Monday 5 September 2011

Learning a Foreign Language is an Art

1) Spend the time!

By far the most important factor is how much time you are immersed in the language. The more time you spend with the language, the faster you will learn. This means listening, reading, writing, speaking, and studying words and phrases. This does not mean sitting in class looking out the window, nor listening to other students who do not speak well, nor getting explanations in your own language about how the language works. This means spending time enjoyably connected to the language you are learning.

In real life the brain is going be triggered to remember something that is either tragic or fun and comical. The brain is not as interested in the medium stage of something being just satisfied. Think of it this way for example. When you go to see fireworks are you more interested in the little firecrackers and is that what you most remember or do you remember the grand finale at the end and all of it's greatness? Most likely you will remember the grand finale and even the approximate time it lasted.

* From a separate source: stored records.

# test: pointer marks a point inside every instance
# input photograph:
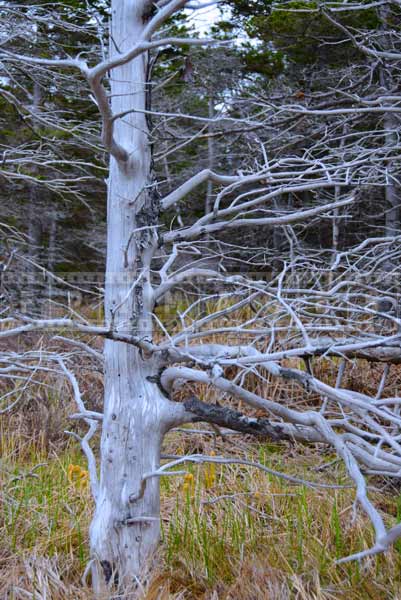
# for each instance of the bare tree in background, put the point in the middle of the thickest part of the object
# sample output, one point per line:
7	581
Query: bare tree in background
299	313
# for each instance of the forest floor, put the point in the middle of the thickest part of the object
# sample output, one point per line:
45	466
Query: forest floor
228	532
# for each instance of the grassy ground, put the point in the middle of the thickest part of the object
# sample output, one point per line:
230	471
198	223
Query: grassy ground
228	532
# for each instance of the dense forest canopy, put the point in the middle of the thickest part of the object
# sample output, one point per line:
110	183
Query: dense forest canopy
204	220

2) Listen and read every day!

Listen wherever you are on your MP3 player. Read what you are listening to. Listen to and read things that you like, things that you can mostly understand, or even partly understand. If you keep listening and reading you will get used to the language. One hour of listening or reading is more effective than many hours of class time.

Watch short films on the youtube with subtitles so you can get used to the language. Read newspaper articles. Read short blog articles. Comic books are always very helpful and fun in remember and trigger the brain with funny expressions just as cartoons also are. Watch the news in a foreign language of which you are learning.

3) Focus on words and phrases!

Build up your vocabulary, you’ll need lots. Start to notice words and how they come together as phrases. Learn these words and phrases through your listening and reading. Read online, using online dictionaries, and make your own vocabulary lists for review. Soon you will run into your new words and phrases elsewhere. Gradually you will be able to use them. Do not worry about how accurately you speak until you have accumulated a plenty of words through listening and reading. It may be even helpful for you to place a sticky note on a few objects are the house or office with the name of the object on the note written in the foreign language you are trying to learn.

4.) Write but make it fun. Many people now these days enjoy blogging. Write a short blog article (post) on a subject that interests you or something you enjoyed doing in your native language. Then rewrite (use google translate to help you) the article in the foreign language you are trying to learn. Now for one week read that article to yourself of which you have written in the new language. Don't forget the mind remembers a lot when listening also so listen to it being read to you on google translate. The following week write another one.


5.) Take responsibility for your own learning!

If you do not want to learn the language, you won’t. If you do want to learn the language, take control. Choose content of interest, that you want to listen to and read. Seek out the words and phrases that you need to understand your listening and reading. Do not wait for someone else to show you the language, nor to tell you what to do. Discover the language by yourself, like a child growing up. Talk when you feel like it. Write when you feel like it. A teacher cannot teach you to become fluent, but you can learn to become fluent if you want to.

6.) Relax and enjoy yourself!

Do not worry about what you cannot remember, or cannot yet understand, or cannot yet say. It does not matter. You are learning and improving. The language will gradually become clearer in your brain, but this will happen on a schedule that you cannot control. So sit back and enjoy. Just make sure you spend enough time with the language. That is the greatest guarantee of success.